Day three took us down to Dickson Lake, the next lake immediately south of Lavielle. It was an easy day, once we made it through the sidewind trying to blow us to the bottom of Thompson Bay. There’s only one short portage between Lavielle and Dickson, and both lakes are really nice paddles. I liked Dickson in particular. Up until last year, Dickson had been closed to camping since 2015 (I think) due to blue green algae. Maybe it’s because I knew it had been closed, or maybe it really was this way, but Dickson felt like it had been empty for a while. There were a couple of former campsites in the process of being reclaimed by the forest, and the trees grow thick and tall along the shore. My appreciation for Dickson was only enhanced by our (awesome) island site just across the portage over to Bonfield Lake and the best sunset I’ve seen in years.
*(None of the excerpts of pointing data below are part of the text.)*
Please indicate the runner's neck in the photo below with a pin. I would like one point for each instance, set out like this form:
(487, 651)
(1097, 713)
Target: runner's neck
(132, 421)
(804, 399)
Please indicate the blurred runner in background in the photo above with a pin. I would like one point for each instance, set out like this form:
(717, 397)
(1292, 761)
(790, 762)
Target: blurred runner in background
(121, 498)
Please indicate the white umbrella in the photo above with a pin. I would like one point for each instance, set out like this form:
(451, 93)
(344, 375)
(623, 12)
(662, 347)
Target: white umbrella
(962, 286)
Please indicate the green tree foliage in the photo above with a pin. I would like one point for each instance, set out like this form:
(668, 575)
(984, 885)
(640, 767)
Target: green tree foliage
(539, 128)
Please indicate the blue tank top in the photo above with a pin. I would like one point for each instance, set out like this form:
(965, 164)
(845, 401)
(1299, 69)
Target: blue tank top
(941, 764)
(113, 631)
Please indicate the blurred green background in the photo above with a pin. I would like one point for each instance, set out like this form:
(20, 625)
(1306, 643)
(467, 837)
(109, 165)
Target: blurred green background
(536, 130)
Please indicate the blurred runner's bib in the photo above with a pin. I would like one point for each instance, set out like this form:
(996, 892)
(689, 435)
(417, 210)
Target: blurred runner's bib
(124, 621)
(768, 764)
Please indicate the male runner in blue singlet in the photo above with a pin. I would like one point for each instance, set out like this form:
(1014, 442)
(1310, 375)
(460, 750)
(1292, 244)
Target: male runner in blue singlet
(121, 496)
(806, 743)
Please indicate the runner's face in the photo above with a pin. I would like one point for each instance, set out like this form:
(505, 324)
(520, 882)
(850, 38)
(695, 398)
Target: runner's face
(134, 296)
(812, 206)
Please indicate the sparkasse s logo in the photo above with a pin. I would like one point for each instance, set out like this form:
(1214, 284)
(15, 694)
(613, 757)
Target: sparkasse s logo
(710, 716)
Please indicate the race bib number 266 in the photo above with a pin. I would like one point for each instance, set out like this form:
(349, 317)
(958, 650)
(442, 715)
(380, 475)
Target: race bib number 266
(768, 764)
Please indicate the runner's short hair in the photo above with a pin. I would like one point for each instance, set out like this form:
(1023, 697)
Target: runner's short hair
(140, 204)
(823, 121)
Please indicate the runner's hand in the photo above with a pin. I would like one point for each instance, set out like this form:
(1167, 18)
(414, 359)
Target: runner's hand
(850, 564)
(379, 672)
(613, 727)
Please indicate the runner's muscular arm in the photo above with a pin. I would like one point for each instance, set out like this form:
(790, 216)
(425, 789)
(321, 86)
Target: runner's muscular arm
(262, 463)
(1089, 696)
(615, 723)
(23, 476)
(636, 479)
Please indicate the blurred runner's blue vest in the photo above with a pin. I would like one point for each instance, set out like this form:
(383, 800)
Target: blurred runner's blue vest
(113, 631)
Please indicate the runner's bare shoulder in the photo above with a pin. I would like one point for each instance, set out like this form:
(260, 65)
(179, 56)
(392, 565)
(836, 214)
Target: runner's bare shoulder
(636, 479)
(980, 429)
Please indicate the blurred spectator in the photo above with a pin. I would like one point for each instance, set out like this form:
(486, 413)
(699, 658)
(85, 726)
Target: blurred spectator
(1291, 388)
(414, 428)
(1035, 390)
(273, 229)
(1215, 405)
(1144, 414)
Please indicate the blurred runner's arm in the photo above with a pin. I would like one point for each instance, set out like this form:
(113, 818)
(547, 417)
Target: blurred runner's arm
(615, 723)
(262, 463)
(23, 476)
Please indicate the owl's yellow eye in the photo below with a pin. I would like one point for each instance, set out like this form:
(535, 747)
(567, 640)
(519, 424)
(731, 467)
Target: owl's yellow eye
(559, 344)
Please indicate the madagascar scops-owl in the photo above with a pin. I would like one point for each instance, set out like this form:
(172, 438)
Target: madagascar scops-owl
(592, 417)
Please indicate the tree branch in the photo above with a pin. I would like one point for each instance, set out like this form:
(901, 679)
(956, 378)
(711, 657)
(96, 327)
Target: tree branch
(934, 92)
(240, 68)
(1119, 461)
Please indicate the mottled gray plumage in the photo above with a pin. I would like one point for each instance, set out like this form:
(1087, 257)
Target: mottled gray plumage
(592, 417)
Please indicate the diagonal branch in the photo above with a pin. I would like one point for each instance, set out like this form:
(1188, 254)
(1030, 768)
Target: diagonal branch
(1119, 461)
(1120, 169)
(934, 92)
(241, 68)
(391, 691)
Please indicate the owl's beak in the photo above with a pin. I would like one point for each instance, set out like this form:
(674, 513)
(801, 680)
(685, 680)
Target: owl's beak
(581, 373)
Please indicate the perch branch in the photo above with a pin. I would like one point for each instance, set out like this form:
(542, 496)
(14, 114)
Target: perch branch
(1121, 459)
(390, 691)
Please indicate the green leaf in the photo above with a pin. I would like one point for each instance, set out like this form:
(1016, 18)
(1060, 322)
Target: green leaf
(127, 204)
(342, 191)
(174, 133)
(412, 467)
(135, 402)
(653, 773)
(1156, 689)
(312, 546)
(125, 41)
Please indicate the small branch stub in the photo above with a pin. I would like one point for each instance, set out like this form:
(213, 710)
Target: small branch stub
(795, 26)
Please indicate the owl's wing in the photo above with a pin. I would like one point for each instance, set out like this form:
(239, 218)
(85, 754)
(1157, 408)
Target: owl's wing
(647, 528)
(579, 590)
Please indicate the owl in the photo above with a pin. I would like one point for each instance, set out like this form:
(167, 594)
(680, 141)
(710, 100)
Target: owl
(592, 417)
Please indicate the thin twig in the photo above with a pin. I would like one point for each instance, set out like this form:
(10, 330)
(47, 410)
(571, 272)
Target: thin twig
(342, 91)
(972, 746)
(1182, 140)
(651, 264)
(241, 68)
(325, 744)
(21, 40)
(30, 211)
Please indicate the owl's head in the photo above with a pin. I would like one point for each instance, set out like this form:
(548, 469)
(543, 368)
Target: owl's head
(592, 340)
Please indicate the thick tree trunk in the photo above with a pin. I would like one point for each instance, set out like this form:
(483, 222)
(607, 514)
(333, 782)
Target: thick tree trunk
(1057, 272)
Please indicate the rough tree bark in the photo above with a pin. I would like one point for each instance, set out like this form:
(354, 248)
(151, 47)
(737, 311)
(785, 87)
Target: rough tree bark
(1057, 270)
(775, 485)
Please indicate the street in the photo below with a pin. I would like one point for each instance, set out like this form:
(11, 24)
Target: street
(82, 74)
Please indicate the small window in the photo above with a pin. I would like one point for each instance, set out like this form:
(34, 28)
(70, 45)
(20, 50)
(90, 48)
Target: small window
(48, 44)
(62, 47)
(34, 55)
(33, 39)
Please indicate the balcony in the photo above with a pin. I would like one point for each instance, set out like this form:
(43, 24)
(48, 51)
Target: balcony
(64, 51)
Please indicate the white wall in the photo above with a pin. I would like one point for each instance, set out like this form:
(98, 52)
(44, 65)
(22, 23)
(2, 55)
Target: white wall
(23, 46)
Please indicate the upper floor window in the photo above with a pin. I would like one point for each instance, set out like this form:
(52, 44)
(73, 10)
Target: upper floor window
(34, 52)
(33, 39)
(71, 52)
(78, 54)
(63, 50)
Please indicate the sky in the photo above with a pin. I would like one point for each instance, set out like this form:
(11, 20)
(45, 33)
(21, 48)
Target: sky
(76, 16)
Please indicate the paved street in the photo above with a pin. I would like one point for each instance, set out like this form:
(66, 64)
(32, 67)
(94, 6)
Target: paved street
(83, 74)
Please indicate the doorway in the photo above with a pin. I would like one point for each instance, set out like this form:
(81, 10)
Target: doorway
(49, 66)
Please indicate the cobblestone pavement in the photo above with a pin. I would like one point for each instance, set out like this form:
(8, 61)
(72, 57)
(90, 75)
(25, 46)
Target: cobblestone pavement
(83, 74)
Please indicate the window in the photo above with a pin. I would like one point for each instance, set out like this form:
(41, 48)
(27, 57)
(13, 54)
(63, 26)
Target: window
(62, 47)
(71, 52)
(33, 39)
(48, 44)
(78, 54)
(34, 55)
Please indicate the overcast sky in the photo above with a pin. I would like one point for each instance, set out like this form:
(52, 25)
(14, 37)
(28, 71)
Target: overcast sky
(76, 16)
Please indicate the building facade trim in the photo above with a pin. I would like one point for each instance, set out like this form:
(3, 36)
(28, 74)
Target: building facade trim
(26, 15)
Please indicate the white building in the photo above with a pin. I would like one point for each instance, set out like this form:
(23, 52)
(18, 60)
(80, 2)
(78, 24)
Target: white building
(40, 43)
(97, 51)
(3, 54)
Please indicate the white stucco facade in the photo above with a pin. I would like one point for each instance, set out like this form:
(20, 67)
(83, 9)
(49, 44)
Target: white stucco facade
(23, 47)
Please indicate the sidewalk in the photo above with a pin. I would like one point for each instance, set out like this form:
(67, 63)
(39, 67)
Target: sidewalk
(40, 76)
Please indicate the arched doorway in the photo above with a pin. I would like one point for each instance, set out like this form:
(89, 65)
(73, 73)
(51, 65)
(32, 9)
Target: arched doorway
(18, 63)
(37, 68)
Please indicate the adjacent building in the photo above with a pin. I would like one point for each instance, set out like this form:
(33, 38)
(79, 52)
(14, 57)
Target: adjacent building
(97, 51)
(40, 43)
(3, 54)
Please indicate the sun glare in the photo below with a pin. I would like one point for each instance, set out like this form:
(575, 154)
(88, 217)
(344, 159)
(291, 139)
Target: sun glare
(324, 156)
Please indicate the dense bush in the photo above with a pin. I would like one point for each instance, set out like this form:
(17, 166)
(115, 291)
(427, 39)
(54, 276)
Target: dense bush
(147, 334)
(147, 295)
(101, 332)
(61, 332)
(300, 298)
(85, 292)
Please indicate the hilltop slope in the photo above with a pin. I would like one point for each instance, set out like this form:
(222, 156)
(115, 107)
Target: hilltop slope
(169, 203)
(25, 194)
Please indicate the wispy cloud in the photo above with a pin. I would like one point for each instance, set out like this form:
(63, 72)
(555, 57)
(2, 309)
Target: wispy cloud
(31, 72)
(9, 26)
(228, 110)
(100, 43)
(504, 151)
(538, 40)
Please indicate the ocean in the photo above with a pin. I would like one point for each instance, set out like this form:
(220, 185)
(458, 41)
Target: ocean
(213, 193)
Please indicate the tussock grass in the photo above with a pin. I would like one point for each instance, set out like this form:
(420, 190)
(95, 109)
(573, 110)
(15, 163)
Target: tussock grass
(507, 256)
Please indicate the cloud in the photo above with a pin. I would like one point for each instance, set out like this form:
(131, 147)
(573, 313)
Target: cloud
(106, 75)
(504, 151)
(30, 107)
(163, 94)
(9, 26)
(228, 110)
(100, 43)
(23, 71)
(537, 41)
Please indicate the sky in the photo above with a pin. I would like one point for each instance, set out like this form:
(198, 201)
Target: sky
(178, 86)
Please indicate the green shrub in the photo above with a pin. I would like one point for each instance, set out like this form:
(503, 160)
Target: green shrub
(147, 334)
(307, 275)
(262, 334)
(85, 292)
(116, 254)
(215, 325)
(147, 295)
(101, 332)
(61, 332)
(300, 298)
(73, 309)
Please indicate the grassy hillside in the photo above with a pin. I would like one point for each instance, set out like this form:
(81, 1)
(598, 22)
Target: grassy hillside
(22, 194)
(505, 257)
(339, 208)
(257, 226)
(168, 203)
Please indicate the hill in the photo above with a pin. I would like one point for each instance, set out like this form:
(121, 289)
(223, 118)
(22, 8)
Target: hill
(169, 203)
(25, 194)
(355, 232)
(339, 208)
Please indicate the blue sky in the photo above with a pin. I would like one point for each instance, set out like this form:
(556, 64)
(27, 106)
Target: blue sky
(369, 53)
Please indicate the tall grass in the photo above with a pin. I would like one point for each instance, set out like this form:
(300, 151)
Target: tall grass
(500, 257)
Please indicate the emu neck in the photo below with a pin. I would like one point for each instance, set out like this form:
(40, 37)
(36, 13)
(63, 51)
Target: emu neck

Our last day gave us the longest official portage in the Park, the 5,470 meter Bonfield-Dickson portage (although I guess I should call it Dickson-Bonfield since that’s the direction we went). Is it weird that I loved this portage? For a 5KM+ carry it wasn’t that bad. There’s some elevation change, sure, but it’s relatively gradual, and the trail is in great shape. It turns out there’s lots to see over five kilometers, and I was actually a bit surprised at how quickly the put-in on Bonfield came.
The rest of the trip took us through Bonfield and Wright Lakes, then out to Opeongo’s east arm where our chariot (read: water taxi) was waiting. And that was it, the best route of 2022. It had a bit of everything, and not much of the things I don’t like. I love big lakes, and you don’t get much bigger than Opeongo, Lavielle and Dickson. I love nice campsites (who doesn’t?) and there were quite a few to be found along the way. I love interesting scenery, and the Crow River in particular has that in spades. Finally, I like a good challenge, and the Bonfield-Dickson portage was certainly that.
And that’s it for the 2022 Moosie Awards! Congratulations to all the winners. Losers, try harder next time. Winter is usually a slower time around these parts, I don’t do many canoe trips when the water is set to solid, but there will be a few things coming to tide us over to Spring. Next up, we’ll have February’s issue of the The Thunderbox with a spotlight on Tom Thomson Lake and my newest … pair of pants? What’s that all about? You’ll have to read to find out! (I’m also working my way through a backlog of campsite reviews from last summer. Hopefully I’ll have 2022’s reports squared away before I start adding some for 2023). Until the next Thunderbox drops, I hope everyone is having a great winter. 15 weeks until Opening Day!